1. ## Express the integral as a limit,

Express the integral as a limit, integral from -5 to -1 of x sin (x) dx using left endpoints
so it would be i= 1 to n f(-5+ (i-1) 4/n * 4/n and then I don't know how to continue

2. ## Re: Express the integral as a limit,

Originally Posted by sic
Express the integral as a limit, integral from -5 to -1 of x sin (x) dx using left endpoints
so it would be i= 1 to n f(-5+ (i-1) 4/n * 4/n and then I don't know how to continue
looks like you've just about got it. It's easier here to use 0 as the sum starting index.

$$\sum_{i=0}^{n-1}f\left(-5+\frac{4i}{n}\right) \frac{4}{n}$$

now make use of the fact that

$$f(x)=x \sin(x)$$

and note that

$$\sin(a+b)=\sin(a)\cos(b)+\cos(a)\sin(b)$$

you'll end up with an approximation formula for the integral in terms of n. Then take the limit as n goes to infinity.

3. ## Re: Express the integral as a limit,

Is it the limit as n goes to infinity of the sum i=0, n-1, (sin(-5) cos(4i/n) + cos (-5) sin(4i/n)) 4/n then?

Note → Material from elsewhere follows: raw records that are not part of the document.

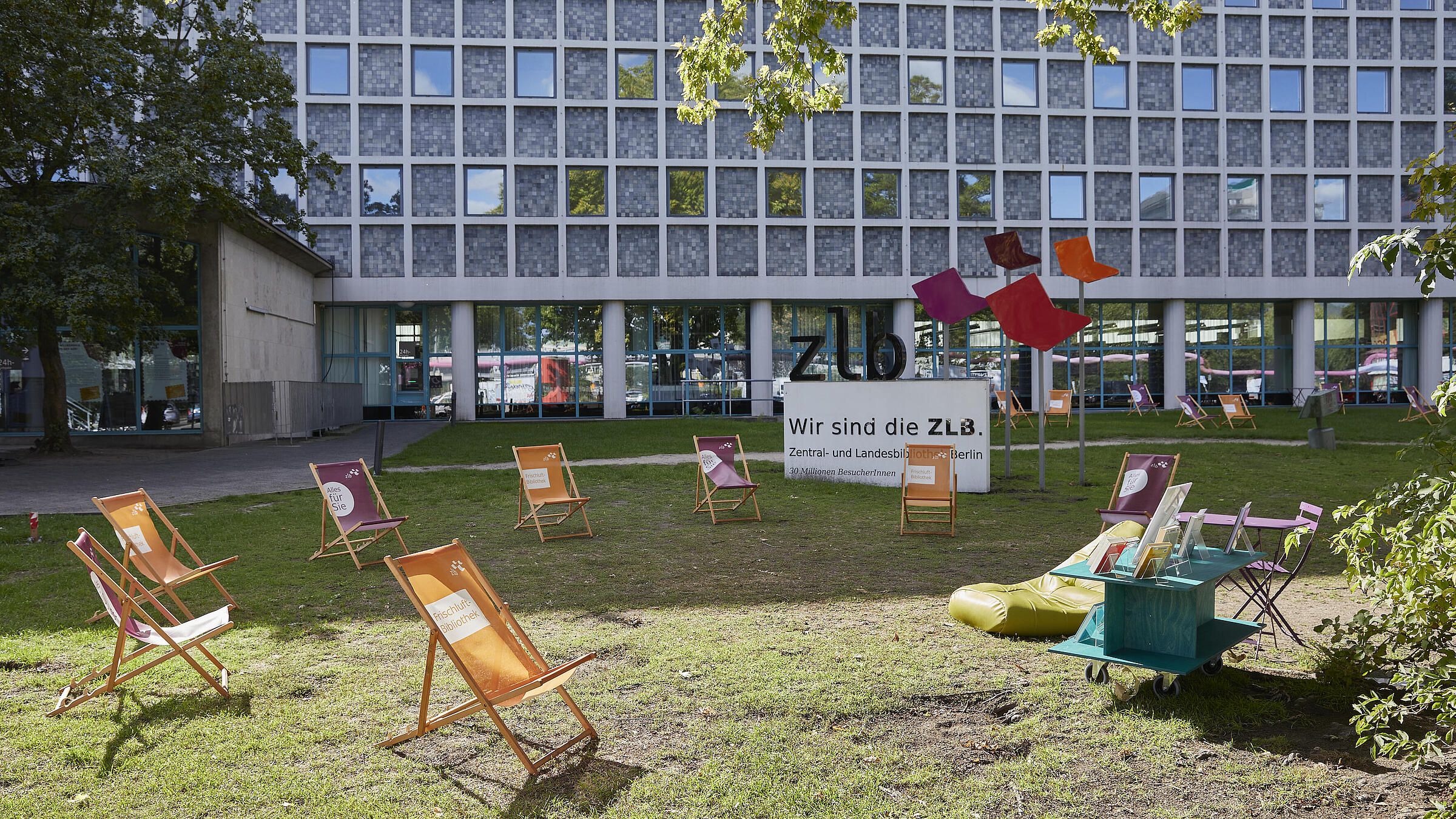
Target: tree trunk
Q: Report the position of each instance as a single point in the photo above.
(56, 423)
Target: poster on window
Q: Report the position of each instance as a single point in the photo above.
(857, 432)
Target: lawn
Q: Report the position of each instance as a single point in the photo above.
(801, 666)
(491, 442)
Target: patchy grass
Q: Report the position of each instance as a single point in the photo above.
(801, 666)
(490, 442)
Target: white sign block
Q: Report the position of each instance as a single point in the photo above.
(857, 432)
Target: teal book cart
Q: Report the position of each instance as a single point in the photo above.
(1164, 624)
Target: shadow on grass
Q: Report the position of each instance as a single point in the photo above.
(149, 725)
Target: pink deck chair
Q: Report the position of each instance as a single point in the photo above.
(1142, 400)
(1191, 413)
(1139, 488)
(1418, 410)
(180, 639)
(359, 512)
(718, 473)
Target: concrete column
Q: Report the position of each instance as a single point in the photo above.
(903, 325)
(462, 359)
(1431, 353)
(761, 356)
(1176, 343)
(1302, 340)
(615, 359)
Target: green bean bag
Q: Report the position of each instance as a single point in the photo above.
(1043, 607)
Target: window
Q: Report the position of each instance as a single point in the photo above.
(1199, 93)
(926, 82)
(485, 191)
(637, 72)
(737, 84)
(1372, 91)
(1286, 89)
(380, 193)
(973, 194)
(328, 69)
(1244, 198)
(839, 81)
(1330, 198)
(1110, 86)
(1018, 84)
(535, 72)
(434, 72)
(586, 191)
(881, 194)
(1068, 196)
(685, 191)
(785, 193)
(1155, 197)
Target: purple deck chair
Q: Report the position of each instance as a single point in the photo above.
(1142, 398)
(718, 474)
(1191, 413)
(359, 512)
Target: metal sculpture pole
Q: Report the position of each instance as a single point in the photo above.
(1082, 391)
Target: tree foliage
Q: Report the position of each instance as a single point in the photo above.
(1400, 557)
(117, 114)
(797, 37)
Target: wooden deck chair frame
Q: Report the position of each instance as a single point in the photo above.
(1418, 408)
(935, 509)
(529, 512)
(1185, 420)
(120, 658)
(1238, 416)
(1013, 404)
(1122, 474)
(135, 557)
(548, 679)
(704, 490)
(347, 544)
(1133, 400)
(1065, 413)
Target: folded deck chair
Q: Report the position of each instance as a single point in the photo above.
(1139, 488)
(178, 640)
(1009, 404)
(1235, 411)
(1142, 400)
(346, 488)
(715, 455)
(1418, 408)
(928, 488)
(1059, 405)
(547, 480)
(477, 630)
(1191, 413)
(142, 548)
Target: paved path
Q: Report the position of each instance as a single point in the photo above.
(66, 484)
(778, 457)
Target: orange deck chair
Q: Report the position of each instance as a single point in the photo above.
(487, 646)
(718, 473)
(144, 551)
(1418, 410)
(547, 480)
(1235, 411)
(180, 639)
(1059, 405)
(347, 486)
(1142, 400)
(1013, 404)
(1139, 488)
(928, 488)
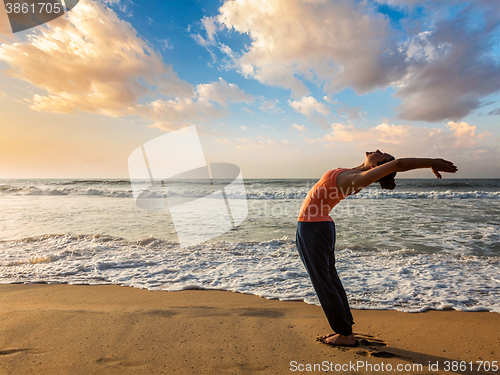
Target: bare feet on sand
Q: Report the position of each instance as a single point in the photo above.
(339, 340)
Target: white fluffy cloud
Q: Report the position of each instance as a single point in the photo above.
(408, 140)
(223, 92)
(442, 69)
(301, 128)
(334, 42)
(92, 61)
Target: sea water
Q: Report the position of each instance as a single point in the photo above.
(429, 244)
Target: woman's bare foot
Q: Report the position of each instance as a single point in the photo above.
(340, 340)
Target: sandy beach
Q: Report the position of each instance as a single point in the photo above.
(71, 329)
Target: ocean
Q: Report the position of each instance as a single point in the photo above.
(429, 244)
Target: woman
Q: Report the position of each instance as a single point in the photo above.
(316, 229)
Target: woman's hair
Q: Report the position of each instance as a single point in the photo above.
(388, 181)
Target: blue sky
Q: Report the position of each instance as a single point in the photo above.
(282, 88)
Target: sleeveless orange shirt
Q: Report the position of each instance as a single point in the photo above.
(321, 199)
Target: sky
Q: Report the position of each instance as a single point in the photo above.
(281, 88)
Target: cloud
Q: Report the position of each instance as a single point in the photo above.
(270, 105)
(442, 68)
(223, 92)
(300, 128)
(309, 106)
(330, 101)
(265, 145)
(352, 113)
(411, 140)
(454, 67)
(92, 61)
(175, 113)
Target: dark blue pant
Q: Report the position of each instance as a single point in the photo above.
(316, 245)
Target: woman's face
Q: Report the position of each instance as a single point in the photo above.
(374, 158)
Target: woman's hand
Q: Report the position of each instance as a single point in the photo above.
(441, 165)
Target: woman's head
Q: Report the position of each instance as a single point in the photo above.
(376, 158)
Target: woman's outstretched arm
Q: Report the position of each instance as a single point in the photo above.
(352, 180)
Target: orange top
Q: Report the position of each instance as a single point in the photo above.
(321, 199)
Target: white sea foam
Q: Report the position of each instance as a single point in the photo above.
(404, 280)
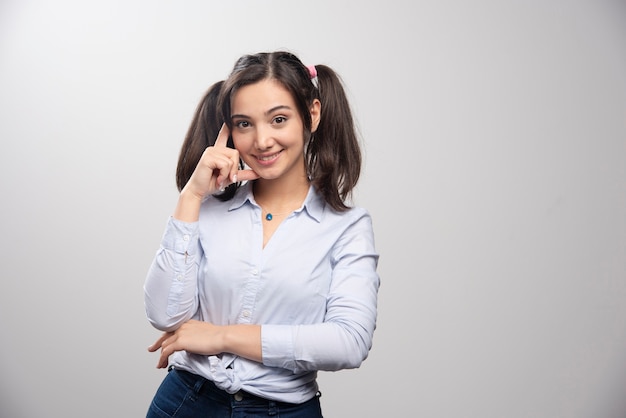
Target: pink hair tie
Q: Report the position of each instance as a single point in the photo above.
(312, 71)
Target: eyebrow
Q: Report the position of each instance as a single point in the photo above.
(268, 112)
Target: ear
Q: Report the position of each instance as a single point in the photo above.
(316, 111)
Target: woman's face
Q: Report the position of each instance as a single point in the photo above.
(267, 130)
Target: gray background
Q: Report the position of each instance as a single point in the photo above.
(495, 138)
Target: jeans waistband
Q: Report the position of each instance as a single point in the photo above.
(202, 385)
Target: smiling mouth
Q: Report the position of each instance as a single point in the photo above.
(268, 158)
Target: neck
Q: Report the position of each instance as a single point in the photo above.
(278, 196)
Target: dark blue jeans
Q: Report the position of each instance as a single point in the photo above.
(186, 395)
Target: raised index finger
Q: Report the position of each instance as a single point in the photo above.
(222, 136)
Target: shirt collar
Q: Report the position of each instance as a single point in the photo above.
(313, 203)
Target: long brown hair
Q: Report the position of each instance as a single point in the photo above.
(332, 153)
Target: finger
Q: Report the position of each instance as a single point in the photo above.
(222, 136)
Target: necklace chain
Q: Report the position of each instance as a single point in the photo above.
(269, 215)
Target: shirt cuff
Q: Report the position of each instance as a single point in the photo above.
(276, 340)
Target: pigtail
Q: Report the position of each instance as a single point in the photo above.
(333, 153)
(202, 133)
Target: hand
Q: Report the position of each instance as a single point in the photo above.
(218, 167)
(197, 337)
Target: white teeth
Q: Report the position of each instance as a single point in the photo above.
(271, 157)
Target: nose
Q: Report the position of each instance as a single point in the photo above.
(264, 139)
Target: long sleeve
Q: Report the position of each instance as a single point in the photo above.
(170, 289)
(344, 338)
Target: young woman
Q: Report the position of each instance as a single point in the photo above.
(265, 273)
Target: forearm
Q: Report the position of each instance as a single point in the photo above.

4. ## Re: Express the integral as a limit,

Not quite.

in the sum

$$x_i=-5+\frac{4i}{n}$$

$$dx = \frac{4}{n}$$

$$f_i=x_i \sin(x_i) = \left(-5+\frac{4i}{n}\right) \sin\left(-5+\frac{4i}{n}\right)$$

so your sum becomes

$$\sum_{i=0}^{n-1}f_i dx = \sum_{i=0}^{n-1} \left(-5+\frac{4i}{n}\right) \sin\left(-5+\frac{4i}{n}\right) \frac{4}{n}$$

you can work the algebra to finish it up

a numerical check shows this does converge (very slowly) to the correct answer.